RNDC fails when using keys with different algorithms within a control channel.
Ref: https://support.isc.org/Ticket/Display.html?id=18569
A customer who is planning to change 'rndc' key algorithm from md5 to sha256, reports that in a list of keys configured in a single 'inet' block, the first-listed key work properly, subsequent keys using the same algorithm will also work, while later keys with different algorithms will fail.
BIND version used
9.16.15, also confirmed on 9.11.31
Steps to reproduce
Keys with differing algorithms, e.g.: md5 and sha256, and BIND configuration containing the keys in a control channel:
acl "rndc-users" {
192.168.12.100/32;
192.168.12.82/32;
};
key "key1" {
algorithm "hmac-sha256";
secret "????????????????????????????????????????????";
};
key "key2" {
algorithm "hmac-md5";
secret "????????????????????????";
};
.
.
.
controls {
inet 192.168.12.95 allow {
"rndc-users";
} keys {
"key1";
"key2";
};
};Same key material in rndc.conf on remote hosts referenced by the 'rndc-users' ACL.

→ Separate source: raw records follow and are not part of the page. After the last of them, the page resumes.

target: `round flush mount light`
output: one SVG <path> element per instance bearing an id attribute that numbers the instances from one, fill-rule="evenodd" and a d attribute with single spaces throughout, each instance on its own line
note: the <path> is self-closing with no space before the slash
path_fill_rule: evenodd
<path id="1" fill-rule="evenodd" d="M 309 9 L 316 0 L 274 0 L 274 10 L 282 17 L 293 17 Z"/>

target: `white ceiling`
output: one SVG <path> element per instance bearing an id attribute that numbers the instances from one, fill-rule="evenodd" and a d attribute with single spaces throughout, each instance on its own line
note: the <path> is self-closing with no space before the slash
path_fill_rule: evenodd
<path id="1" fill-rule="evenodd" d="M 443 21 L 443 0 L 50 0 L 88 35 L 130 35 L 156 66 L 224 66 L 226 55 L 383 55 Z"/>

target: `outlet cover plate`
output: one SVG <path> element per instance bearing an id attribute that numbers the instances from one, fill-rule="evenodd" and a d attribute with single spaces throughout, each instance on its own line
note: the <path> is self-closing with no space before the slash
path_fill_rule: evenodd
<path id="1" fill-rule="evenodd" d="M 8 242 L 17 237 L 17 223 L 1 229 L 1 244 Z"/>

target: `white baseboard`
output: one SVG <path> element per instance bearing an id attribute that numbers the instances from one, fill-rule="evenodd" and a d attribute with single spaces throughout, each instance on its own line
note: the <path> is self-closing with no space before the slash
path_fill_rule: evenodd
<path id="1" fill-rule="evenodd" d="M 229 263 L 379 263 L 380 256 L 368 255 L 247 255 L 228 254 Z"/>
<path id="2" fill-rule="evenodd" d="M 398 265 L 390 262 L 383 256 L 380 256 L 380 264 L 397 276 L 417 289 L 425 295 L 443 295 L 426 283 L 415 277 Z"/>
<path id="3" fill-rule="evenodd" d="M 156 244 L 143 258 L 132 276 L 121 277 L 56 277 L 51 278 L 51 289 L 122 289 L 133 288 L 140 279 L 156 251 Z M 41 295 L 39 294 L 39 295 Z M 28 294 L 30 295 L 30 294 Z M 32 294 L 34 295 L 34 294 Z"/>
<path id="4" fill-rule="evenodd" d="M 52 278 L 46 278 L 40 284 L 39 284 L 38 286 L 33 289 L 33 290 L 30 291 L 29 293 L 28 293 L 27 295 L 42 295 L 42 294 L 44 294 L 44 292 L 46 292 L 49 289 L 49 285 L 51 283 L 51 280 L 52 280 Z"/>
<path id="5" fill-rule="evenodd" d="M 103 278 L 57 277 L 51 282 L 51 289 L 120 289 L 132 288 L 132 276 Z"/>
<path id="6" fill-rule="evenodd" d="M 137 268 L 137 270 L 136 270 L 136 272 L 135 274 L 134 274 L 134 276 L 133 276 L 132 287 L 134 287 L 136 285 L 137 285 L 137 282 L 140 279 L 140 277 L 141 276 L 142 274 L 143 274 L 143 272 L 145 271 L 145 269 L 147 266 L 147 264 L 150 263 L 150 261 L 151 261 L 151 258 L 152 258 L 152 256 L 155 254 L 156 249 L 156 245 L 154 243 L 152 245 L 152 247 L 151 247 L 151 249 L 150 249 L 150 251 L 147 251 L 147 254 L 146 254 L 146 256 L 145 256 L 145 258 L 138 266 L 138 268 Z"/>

What is the current bug behavior?
First key in the list will work properly, as well as any other keys using the same algorithm. A key in the list of a different algorithm will fail, and also any subsequent keys based on the algorithm of the first key.
rndc fails with the error:
rndc: connection to remote host closed
This may indicate that
* the remote server is using an older version of the command protocol,
* this host is not authorized to connect,
* the clocks are not synchronized,
* the key signing algorithm is incorrect, or
* the key is invalid.A workaround is to set up another control channel on a different port, so each channel only has keys of the same algorithm.
What is the expected correct behavior?
Customer expected both old and new keys to be functional.
Specific keys and config are in Support ticket linked above, but this problem is reproducible with any similar situation.